In Nordhoff's Communistic Societies of the United States, he quotes a definition of "Perfectionism" he received from the Oneida Community:
"As the doctrine of temperance is total abstinence from alcoholic drinks, and the doctrine of anti-slavery is immediate abolition of human bondage, so the doctrine of Perfectionism is immediate and total cessation from sin.
"But the analogy thus suggested between Perfectionism and two popular reforms is by no means to be regarded as defining the character of Perfectionism. Salvation from sin, as we understand it, is not a system of duty-doing under a code of dry laws, Scriptural or natural; but it is a special phase of religious experience, having for its basis spiritual intercourse with God.
"...[F]aith leads [us] to seek intercourse with [God], to approach him by prayer, to give him [our] hearts, to live in communion with him. These exercises and the various states and changes of the inner life connected with them constitute the staple of what is commonly called religious experience... Perfectionists hold that intercourse with God may proceed so far as to destroy selfishness in the heart, and so make an end of sin. This is the special phase of religious experience which we profess..." (Nordhoff, The Perfectionists of Oneida)

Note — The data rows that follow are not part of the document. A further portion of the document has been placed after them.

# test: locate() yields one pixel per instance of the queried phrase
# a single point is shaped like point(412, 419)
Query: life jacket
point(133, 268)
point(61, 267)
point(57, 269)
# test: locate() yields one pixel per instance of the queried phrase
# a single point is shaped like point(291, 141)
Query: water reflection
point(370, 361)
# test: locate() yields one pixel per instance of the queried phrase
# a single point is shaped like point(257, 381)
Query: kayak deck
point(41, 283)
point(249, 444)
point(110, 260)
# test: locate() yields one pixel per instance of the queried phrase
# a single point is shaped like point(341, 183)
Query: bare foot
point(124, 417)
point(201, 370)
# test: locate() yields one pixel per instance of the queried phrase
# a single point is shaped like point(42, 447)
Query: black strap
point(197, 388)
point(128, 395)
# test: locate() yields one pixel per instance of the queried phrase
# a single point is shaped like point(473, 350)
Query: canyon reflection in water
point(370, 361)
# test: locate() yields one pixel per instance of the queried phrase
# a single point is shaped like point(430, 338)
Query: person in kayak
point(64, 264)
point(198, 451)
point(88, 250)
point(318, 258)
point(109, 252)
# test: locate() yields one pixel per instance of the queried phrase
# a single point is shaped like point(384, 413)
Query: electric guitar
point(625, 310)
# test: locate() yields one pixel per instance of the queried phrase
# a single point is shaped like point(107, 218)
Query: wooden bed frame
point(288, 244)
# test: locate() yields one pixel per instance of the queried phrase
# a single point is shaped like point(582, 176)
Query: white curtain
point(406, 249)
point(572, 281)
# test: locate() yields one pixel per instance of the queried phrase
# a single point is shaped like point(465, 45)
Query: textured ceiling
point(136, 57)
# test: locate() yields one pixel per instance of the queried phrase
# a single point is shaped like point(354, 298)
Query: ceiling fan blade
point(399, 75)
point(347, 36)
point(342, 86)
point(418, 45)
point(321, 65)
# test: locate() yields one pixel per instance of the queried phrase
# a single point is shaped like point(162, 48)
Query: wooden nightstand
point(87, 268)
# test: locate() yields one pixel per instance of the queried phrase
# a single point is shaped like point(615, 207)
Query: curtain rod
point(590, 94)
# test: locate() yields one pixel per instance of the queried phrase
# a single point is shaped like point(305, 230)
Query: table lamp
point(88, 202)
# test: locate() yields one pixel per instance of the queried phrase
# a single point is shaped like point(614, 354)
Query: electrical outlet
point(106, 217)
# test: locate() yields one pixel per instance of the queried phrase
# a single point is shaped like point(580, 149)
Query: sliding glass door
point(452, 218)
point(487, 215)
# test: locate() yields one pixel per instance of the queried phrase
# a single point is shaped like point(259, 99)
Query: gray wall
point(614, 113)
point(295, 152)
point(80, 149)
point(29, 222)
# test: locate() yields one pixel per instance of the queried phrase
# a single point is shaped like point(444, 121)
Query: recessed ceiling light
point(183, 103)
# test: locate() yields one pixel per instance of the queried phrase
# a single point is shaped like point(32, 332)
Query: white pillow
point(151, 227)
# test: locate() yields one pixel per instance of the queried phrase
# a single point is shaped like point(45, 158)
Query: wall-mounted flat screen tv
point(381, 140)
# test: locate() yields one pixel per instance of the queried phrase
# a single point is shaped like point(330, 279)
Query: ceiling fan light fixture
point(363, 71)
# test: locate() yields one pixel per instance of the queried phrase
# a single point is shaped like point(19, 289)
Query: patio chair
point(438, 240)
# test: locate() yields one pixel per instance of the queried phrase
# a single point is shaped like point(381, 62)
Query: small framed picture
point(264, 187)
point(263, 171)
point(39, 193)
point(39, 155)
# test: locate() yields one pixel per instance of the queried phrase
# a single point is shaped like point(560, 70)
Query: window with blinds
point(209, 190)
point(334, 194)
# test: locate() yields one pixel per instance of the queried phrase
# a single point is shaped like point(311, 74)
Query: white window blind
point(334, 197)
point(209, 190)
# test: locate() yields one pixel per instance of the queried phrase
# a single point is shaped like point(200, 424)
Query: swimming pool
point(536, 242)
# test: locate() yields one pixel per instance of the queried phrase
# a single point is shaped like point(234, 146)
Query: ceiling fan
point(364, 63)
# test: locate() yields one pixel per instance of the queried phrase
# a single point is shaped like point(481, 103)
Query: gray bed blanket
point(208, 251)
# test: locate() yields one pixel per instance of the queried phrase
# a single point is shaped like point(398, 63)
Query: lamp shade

Not a system, not obedience to a code, but a phase of experience. Not a model but a set of exercises and the various states and changes of the inner life connected with them. The key is practice. This seems to me quite similar to Arizmendiarrieta's emphasis on cooperativism as an experience. Arizmendiarrieta, too, was influenced by a doctrine of "perfectionism" in which the task of the priest was to destroy selfishness in the heart.
The interesting question to me is what to make of all this from a non-religious standpoint? I think the basic epistemological problem is the same: grounding a project not in models but in experience, making it at once radically contingent and transcendent, an experience which is at heart a constant practice of liberation.